Le Monastère des frères noirs

CHAPITRE XX.

Ambrosia ne pouvait s’imaginer que les ordres du roi dussent l’emporter sur ses désirs ; aussi parut-elle en ce moment violemment courroucée contre le marquis. Il vit bien que de sa fermeté dépendait son sort à venir ; et malgré son vif désir de suivre une femme idolâtrée, il se crut obligé à persister dans sa résistance.

Ce fut en se jetant aux pieds de la belle Sicilienne qu’il implora son pardon. « Pouvez-vous croire, lui dit-il, que ma peine n’égale pas la vôtre ? n’ai-je pas placé tout mon bonheur dans notre amour, et dois-je vous paraître coupable par cela seul que je suis obéissant. Pouvais-je prévoir la volonté souveraine, et votre père n’eût-il pas pu me prévenir à l’avance du jour qu’il voulait fixer pour son départ ; en me montrant cette complaisance, nous nous fussions entendus sans embarras ; vos beaux yeux ne verseraient pas de larmes, tandis que mon cœur est cruellement déchiré. »

La vérité parlait avec tant d’énergie par la bouche de Lorédan, qu’Ambrosia la première revint sur son compte à de sentimens plus avantageux, et d’une voix moins émue, elle lui demanda s’il tarderait trop à venir la rejoindre.

Non, sans doute, s’écria-t-il, je ne prolongerai point par plaisir ma souffrance. Je quitterai Palerme dès que j’aurai rempli le devoir qui m’y retient ; peut-être sera-ce le 23 du mois ; mais assurément ce ne sera jamais plus tard que le 24. »

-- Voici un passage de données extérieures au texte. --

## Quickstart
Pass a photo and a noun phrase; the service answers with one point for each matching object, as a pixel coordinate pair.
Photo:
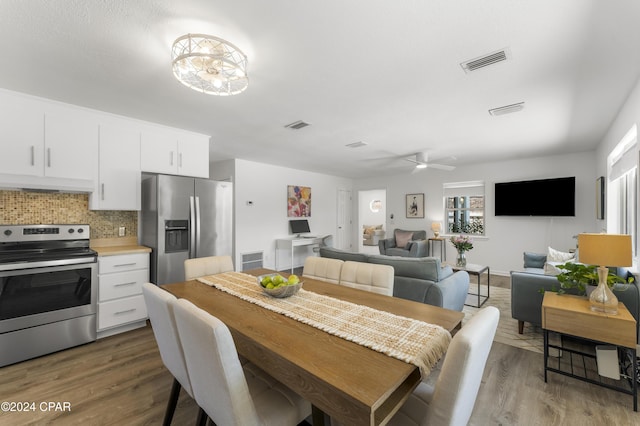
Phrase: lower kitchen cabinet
(121, 305)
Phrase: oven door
(32, 297)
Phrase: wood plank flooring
(120, 380)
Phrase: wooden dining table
(349, 382)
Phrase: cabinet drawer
(121, 284)
(126, 262)
(121, 311)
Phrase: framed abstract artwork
(415, 205)
(298, 201)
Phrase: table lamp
(604, 250)
(435, 227)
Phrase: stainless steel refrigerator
(184, 218)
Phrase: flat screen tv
(299, 226)
(543, 197)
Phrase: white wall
(506, 237)
(258, 225)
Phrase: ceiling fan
(421, 160)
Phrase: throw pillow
(403, 237)
(534, 260)
(559, 256)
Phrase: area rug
(507, 331)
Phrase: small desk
(572, 316)
(443, 248)
(349, 382)
(476, 270)
(291, 243)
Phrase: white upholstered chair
(322, 268)
(229, 393)
(160, 305)
(451, 400)
(367, 276)
(202, 266)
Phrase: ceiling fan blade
(441, 166)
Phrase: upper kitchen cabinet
(174, 152)
(70, 144)
(118, 184)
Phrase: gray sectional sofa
(526, 298)
(421, 279)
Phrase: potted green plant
(579, 276)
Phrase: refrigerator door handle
(197, 226)
(192, 228)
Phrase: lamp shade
(605, 249)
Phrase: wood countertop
(118, 246)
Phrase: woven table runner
(412, 341)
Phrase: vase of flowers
(462, 243)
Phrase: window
(464, 207)
(621, 194)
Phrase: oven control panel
(43, 232)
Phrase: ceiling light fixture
(209, 65)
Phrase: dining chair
(451, 400)
(322, 268)
(229, 393)
(160, 306)
(367, 276)
(202, 266)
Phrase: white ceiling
(383, 72)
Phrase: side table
(443, 248)
(476, 270)
(572, 316)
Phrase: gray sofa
(416, 247)
(419, 279)
(526, 298)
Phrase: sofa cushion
(534, 260)
(403, 237)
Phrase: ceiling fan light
(209, 65)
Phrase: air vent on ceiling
(296, 125)
(486, 60)
(356, 144)
(507, 109)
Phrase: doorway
(372, 208)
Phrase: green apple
(293, 279)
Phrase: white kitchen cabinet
(121, 305)
(22, 132)
(174, 152)
(70, 144)
(118, 184)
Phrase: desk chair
(202, 266)
(229, 393)
(160, 305)
(452, 399)
(322, 268)
(367, 276)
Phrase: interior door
(343, 225)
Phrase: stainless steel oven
(48, 290)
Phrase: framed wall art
(298, 201)
(415, 205)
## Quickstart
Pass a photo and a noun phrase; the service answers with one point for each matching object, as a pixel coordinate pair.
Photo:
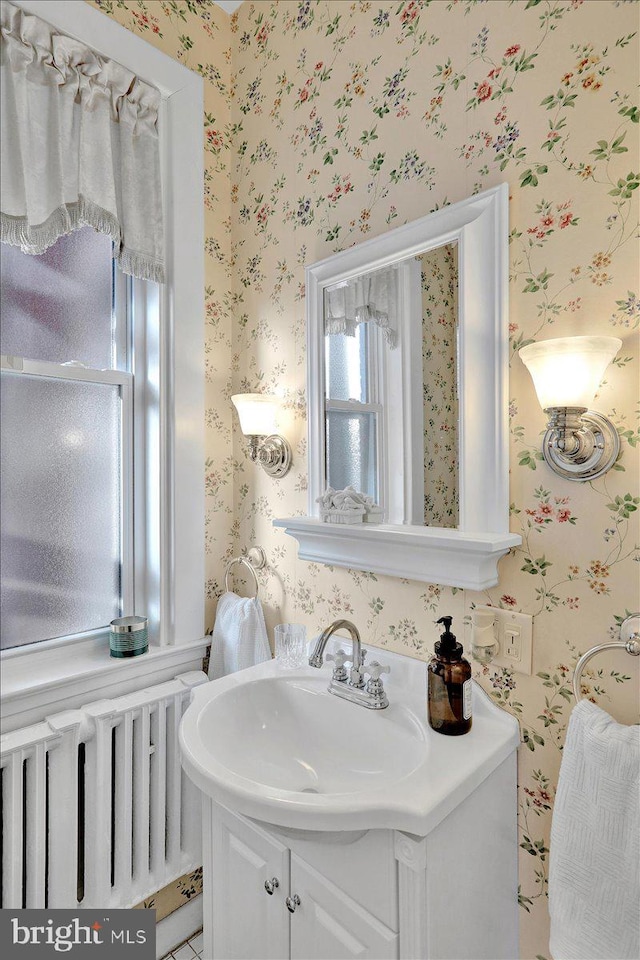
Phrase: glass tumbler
(291, 645)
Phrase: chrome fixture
(292, 903)
(258, 413)
(629, 641)
(351, 685)
(579, 444)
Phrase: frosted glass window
(60, 503)
(58, 306)
(346, 365)
(351, 451)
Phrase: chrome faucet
(351, 686)
(315, 660)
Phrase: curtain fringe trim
(17, 232)
(348, 326)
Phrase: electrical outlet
(514, 633)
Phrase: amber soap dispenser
(449, 686)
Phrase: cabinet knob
(292, 903)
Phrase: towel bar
(629, 641)
(254, 560)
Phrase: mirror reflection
(391, 387)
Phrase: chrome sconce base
(273, 453)
(579, 444)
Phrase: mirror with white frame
(407, 397)
(390, 387)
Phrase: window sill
(40, 683)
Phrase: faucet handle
(339, 658)
(375, 669)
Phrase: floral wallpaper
(328, 122)
(439, 278)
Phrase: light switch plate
(514, 633)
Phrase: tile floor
(191, 949)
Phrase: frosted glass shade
(566, 372)
(258, 413)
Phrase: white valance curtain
(79, 146)
(372, 297)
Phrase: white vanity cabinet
(244, 920)
(377, 894)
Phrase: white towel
(594, 881)
(239, 635)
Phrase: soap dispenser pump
(449, 685)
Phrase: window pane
(351, 451)
(346, 364)
(60, 503)
(58, 306)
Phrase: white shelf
(432, 555)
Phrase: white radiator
(96, 811)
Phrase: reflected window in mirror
(391, 410)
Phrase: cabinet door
(247, 922)
(329, 925)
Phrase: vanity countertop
(274, 745)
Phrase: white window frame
(169, 570)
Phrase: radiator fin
(96, 810)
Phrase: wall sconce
(579, 444)
(258, 414)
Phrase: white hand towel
(239, 635)
(594, 872)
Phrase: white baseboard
(178, 926)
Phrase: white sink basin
(292, 735)
(277, 747)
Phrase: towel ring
(247, 564)
(629, 641)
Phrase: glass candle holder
(128, 637)
(290, 645)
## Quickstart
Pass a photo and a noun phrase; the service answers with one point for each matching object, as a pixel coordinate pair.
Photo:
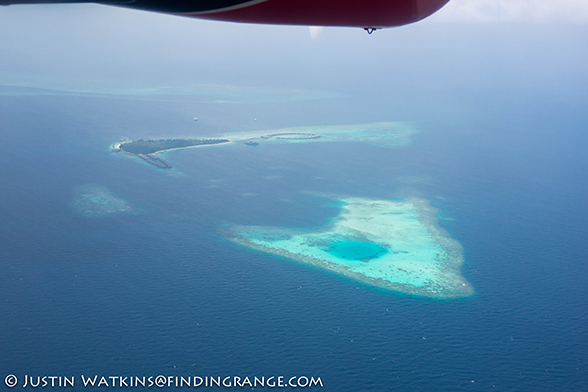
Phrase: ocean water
(160, 291)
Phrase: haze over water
(500, 153)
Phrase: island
(391, 245)
(146, 149)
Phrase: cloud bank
(575, 11)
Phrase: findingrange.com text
(104, 382)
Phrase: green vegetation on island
(142, 146)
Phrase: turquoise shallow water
(356, 250)
(162, 293)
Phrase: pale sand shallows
(382, 133)
(420, 258)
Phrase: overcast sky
(513, 46)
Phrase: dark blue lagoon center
(357, 250)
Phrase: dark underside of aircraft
(369, 14)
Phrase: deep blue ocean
(162, 292)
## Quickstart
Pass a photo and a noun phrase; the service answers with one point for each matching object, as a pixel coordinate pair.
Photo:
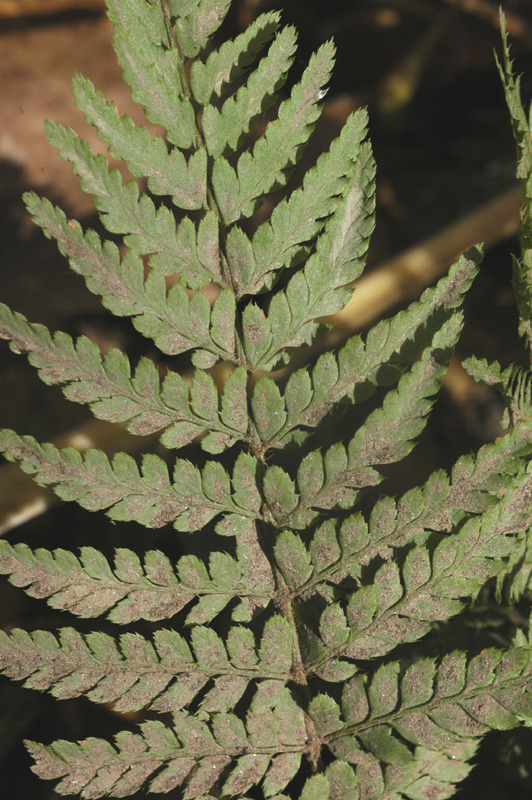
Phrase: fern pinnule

Ceci acheva de contenter Ambrosia ; elle eût voulu que son père consentît à retarder leur voyage de ces deux jours ; mais la chose se trouva impossible. Le duc, à ses belles qualités, joignait beaucoup d’orgueil et une susceptibilité excessive. Comme il n’avait pas pour Francavilla l’amour que lui portait sa fille, il se montra plus difficile à contenter, et tout en convenant que sa colère était éteinte, il n’en persista pas moins dans son projet de partir au jour indiqué.

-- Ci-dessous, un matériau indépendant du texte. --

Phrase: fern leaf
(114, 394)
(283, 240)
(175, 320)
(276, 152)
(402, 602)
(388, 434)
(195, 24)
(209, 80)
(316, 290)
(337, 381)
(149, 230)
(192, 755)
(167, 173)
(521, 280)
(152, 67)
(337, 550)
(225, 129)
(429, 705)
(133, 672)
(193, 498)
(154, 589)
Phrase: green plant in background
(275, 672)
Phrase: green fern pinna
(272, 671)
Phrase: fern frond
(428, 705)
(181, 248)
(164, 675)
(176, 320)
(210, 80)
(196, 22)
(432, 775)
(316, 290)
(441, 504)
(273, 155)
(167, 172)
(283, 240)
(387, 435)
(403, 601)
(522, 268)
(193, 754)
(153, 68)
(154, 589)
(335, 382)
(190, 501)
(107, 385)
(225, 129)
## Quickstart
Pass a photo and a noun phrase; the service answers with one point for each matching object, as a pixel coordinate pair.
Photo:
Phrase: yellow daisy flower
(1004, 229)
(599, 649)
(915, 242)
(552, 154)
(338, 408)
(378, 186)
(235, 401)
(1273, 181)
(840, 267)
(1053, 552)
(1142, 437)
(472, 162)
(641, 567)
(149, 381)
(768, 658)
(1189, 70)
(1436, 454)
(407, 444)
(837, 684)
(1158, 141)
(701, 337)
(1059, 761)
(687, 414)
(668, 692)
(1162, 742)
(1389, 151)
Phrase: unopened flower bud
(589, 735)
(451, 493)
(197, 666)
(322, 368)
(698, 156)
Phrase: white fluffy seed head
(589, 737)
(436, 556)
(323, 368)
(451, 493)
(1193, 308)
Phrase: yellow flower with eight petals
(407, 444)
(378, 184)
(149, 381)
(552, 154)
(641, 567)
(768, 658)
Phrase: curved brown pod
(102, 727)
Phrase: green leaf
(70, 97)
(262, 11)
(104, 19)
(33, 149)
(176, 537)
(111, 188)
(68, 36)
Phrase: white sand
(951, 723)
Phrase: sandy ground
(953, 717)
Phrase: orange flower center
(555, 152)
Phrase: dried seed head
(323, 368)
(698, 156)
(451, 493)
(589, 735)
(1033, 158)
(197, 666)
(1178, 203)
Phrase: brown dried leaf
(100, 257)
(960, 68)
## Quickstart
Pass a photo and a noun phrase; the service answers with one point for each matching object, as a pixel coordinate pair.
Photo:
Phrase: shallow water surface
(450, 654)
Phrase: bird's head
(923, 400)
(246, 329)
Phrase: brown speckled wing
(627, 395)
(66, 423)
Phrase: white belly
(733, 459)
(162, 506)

Lorédan comprit qu’il ne fallait pas le presser davantage ; il le remercia de ses bonnes intentions, et l’assura qu’il ne tarderait pas à le rejoindre. Peut-être au fond de son cœur n’était-il pas fâché du départ de son amie ; sa présence à Palerme eût pu le gêner au moment précis ou il devait être libre, et il portait en lui un désir extrême de parvenir à expliquer les mystères qui le tourmentaient depuis quelques jours.

C’était avec une extrême impatience qu’il souhaitait la venue de ce jour. Long-temps avant le lever de l’aurore, il avait quitté sa couche, déguisant son impatience sous l’envie d’assister au départ de la charmante Ambrosia. Il était déjà dans le grand salon du palais Ferrandino, quand le soleil s’éleva de derrière la cime immense de l’Etna, le roi des monts.

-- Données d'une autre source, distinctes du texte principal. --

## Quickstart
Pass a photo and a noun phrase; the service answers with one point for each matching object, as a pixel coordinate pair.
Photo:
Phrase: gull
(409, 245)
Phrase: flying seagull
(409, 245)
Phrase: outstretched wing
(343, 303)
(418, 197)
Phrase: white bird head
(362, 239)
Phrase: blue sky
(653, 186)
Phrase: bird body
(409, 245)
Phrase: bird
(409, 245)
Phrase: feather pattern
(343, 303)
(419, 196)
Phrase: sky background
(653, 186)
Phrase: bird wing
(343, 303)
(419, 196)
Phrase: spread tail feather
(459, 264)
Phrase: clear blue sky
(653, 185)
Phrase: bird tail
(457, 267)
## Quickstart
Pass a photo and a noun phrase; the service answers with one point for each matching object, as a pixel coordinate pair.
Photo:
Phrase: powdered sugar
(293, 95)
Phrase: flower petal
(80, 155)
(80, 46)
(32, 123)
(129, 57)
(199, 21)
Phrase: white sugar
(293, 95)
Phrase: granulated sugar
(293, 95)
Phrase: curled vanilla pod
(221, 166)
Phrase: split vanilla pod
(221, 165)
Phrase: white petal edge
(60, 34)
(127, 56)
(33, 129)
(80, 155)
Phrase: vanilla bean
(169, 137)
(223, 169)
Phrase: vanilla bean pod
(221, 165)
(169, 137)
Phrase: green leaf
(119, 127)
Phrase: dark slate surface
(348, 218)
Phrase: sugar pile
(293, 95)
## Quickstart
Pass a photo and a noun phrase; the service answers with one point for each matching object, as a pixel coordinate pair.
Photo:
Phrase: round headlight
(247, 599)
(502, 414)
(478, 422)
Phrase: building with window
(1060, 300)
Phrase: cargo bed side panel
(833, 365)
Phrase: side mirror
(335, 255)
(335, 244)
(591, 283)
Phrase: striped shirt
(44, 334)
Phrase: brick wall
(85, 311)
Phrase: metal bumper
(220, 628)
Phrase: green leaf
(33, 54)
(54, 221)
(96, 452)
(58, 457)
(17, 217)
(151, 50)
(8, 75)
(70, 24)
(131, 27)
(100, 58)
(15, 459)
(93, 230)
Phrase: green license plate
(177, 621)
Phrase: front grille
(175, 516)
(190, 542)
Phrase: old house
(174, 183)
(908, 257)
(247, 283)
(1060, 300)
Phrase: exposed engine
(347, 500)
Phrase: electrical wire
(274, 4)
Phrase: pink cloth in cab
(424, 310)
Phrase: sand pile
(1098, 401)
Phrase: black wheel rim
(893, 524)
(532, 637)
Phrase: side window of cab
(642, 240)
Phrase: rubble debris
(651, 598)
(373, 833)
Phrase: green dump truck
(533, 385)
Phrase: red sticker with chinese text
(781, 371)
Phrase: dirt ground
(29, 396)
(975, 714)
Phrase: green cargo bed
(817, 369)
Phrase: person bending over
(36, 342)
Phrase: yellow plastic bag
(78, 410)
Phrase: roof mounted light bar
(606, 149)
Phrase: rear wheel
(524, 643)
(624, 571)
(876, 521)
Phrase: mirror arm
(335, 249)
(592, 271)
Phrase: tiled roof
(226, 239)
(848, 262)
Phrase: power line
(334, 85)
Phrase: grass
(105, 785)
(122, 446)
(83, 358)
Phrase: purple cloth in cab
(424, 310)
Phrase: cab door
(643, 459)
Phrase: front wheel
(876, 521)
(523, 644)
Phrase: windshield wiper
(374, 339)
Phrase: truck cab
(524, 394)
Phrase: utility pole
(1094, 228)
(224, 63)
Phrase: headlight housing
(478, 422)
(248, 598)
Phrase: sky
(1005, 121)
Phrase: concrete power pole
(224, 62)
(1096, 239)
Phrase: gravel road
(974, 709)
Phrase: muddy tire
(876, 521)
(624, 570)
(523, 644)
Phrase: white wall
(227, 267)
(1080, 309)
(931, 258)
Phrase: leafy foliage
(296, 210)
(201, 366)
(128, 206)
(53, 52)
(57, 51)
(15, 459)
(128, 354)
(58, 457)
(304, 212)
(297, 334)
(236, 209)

Ambrosia parut charmée de cet empressement de son futur époux ; elle y trouvait la preuve que sa tendresse n’était point passée ; et que pouvait-elle souhaiter de plus en cet instant ? Le duc lui-même se montra bienveillant ; il offrit pour la première fois à Francavilla ses regrets sur le malentendu qui les séparait momentanément ; et Francavilla le remercia de ses bonnes dispositions, et fut disposé à croire que ce léger nuage ne ferait qu’ajouter de plus forts liens à leur attachement.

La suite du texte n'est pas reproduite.